There was shopping in New York, apartments in Bulgaria, cocaine on tap for the heralded beautiful people. And it was a pre-election year so the streets of every town and village were paved with euro notes to let the electorate know that the government was really just a big, cuddly sugar daddy. The distant rumbling of thunder was nothing more than a trick being played on the nation's hearing.


Our leaders quite obviously want to return to those illusory times, but what about the rest of us? Are we to accept that the deep-seated problems which cumulatively led to this point can be tackled by simply imposing austerity?

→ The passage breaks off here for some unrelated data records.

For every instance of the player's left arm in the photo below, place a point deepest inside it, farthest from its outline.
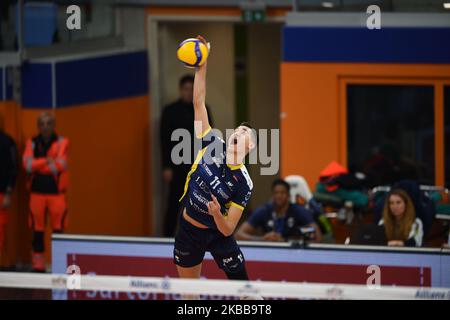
(228, 225)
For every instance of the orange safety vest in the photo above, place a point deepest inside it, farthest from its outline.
(59, 152)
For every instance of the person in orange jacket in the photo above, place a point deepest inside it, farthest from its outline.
(45, 162)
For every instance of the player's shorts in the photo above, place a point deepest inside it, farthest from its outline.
(56, 206)
(192, 242)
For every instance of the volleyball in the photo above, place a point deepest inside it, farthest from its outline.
(192, 52)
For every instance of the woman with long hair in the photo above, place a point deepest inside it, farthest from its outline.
(400, 222)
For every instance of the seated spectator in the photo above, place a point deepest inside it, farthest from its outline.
(279, 220)
(424, 207)
(399, 220)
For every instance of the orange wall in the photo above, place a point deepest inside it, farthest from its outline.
(313, 106)
(109, 169)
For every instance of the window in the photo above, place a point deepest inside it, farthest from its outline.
(390, 132)
(447, 134)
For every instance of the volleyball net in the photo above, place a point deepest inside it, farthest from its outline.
(64, 285)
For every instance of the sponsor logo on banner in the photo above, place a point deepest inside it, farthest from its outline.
(165, 284)
(143, 284)
(249, 289)
(335, 292)
(59, 281)
(431, 294)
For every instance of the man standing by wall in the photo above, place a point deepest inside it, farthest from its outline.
(45, 161)
(177, 115)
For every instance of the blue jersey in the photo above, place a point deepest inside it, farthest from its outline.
(210, 174)
(296, 216)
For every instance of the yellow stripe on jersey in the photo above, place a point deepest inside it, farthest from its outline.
(193, 168)
(235, 167)
(234, 204)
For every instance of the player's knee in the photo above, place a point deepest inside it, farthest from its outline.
(38, 241)
(233, 264)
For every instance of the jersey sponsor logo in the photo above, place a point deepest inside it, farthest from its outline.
(208, 171)
(203, 185)
(200, 198)
(223, 194)
(227, 260)
(247, 177)
(196, 207)
(218, 161)
(290, 222)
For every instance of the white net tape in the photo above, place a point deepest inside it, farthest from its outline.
(218, 287)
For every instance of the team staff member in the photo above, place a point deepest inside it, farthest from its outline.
(279, 220)
(45, 161)
(8, 175)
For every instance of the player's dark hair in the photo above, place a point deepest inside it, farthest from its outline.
(281, 182)
(254, 134)
(186, 79)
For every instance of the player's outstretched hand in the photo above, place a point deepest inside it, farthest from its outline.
(207, 44)
(214, 206)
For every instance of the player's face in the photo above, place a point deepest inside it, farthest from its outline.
(241, 139)
(396, 205)
(280, 196)
(186, 92)
(46, 126)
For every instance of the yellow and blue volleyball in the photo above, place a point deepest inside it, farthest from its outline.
(192, 52)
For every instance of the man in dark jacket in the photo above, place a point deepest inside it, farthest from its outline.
(8, 175)
(177, 115)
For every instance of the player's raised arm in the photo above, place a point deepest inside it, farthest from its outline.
(201, 114)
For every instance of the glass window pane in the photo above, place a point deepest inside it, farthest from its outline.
(390, 132)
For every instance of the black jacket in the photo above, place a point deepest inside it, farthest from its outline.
(8, 162)
(177, 115)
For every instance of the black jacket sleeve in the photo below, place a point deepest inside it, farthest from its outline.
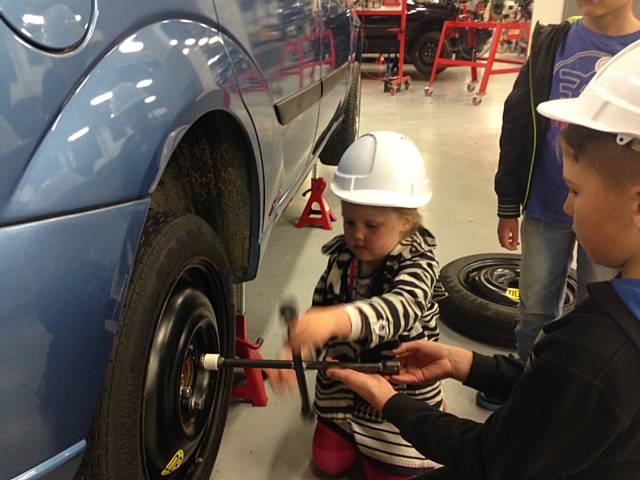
(516, 144)
(553, 423)
(495, 375)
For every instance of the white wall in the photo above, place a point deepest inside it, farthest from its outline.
(555, 11)
(549, 11)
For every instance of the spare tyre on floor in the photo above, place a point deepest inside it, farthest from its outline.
(482, 300)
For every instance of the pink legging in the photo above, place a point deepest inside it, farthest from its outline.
(333, 455)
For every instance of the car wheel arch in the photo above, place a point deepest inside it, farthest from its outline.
(213, 173)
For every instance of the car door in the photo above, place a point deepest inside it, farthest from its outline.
(338, 49)
(281, 37)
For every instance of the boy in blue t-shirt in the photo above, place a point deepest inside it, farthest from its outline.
(563, 59)
(572, 412)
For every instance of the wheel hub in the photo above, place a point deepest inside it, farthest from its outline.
(179, 393)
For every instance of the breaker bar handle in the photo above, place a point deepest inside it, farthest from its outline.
(215, 362)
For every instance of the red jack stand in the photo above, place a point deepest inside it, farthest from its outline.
(321, 217)
(380, 60)
(253, 387)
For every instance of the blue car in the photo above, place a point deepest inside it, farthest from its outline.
(146, 150)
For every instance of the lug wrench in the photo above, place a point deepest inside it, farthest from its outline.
(289, 313)
(215, 362)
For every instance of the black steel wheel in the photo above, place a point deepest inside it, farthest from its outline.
(161, 415)
(424, 51)
(483, 294)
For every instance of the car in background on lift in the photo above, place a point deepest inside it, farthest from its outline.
(146, 151)
(425, 19)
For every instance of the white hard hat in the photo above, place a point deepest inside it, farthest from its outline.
(610, 102)
(382, 169)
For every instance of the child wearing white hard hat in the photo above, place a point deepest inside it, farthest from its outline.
(573, 411)
(376, 293)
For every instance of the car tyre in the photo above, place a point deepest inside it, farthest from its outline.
(161, 415)
(345, 133)
(481, 300)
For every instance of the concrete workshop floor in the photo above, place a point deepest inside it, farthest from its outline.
(460, 145)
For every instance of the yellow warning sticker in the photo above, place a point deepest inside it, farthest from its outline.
(513, 294)
(174, 463)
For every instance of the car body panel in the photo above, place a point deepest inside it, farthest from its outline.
(129, 105)
(280, 37)
(49, 24)
(86, 131)
(59, 311)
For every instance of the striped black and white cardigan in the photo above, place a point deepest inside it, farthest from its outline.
(401, 308)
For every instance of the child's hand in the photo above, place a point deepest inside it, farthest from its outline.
(372, 387)
(423, 361)
(316, 326)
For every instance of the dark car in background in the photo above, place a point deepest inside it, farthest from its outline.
(425, 19)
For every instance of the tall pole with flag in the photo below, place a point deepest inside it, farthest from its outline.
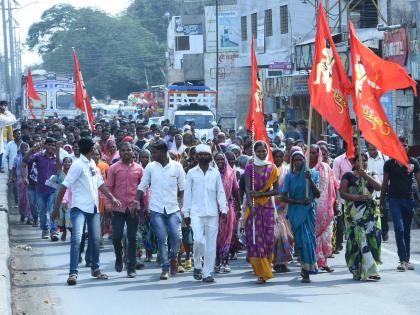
(373, 77)
(329, 85)
(31, 94)
(255, 120)
(81, 98)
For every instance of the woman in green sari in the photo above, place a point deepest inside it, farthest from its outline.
(363, 224)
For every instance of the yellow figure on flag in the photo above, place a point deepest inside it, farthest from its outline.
(324, 67)
(258, 97)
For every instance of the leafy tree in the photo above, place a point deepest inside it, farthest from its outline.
(114, 52)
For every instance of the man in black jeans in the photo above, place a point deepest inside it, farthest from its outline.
(122, 181)
(398, 187)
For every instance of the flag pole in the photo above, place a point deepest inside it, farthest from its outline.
(359, 152)
(253, 183)
(87, 114)
(311, 109)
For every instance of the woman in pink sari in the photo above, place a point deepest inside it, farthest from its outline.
(283, 245)
(226, 229)
(113, 153)
(325, 207)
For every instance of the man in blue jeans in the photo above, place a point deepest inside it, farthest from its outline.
(45, 167)
(166, 179)
(398, 187)
(84, 179)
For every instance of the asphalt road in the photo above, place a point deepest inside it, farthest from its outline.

The first item on any plan to rebuild the country has to be political reform. Only from that can structural reform follow. If we continue with a system which hoards centralised power in the executive and reduces parliament to a talking shop, nothing will change. If the role of a TD continues to be that of a glorified county councillor, incompetence and apathy at the highest level will come back to haunt once more. Without reform, the destructive modus operandi of taking care of vested interests first and foremost will not be tackled.


Fine Gael has proposed some changes that amount to little more than tinkering around the edges. What is required is real engagement by concerned citizens in order to find a better way forward.


There are some stirrings in groups like Claiming Our Future. The journalist Fintan O'Toole has written a book entitled Enough is Enough which is worth a read. His proposals for political reform consist of little more than well-articulated common sense. That they appear radical in the context of this country is a sad indictment on the moribund political culture that has dragged us into the mire.


Change will not come from the top. We have to look beyond austerity to a country which will never again be so recklessly abandoned by its leaders. The future is unwritten and it can be full of hope, but we need to begin looking in places other than a discredited exercise in figures.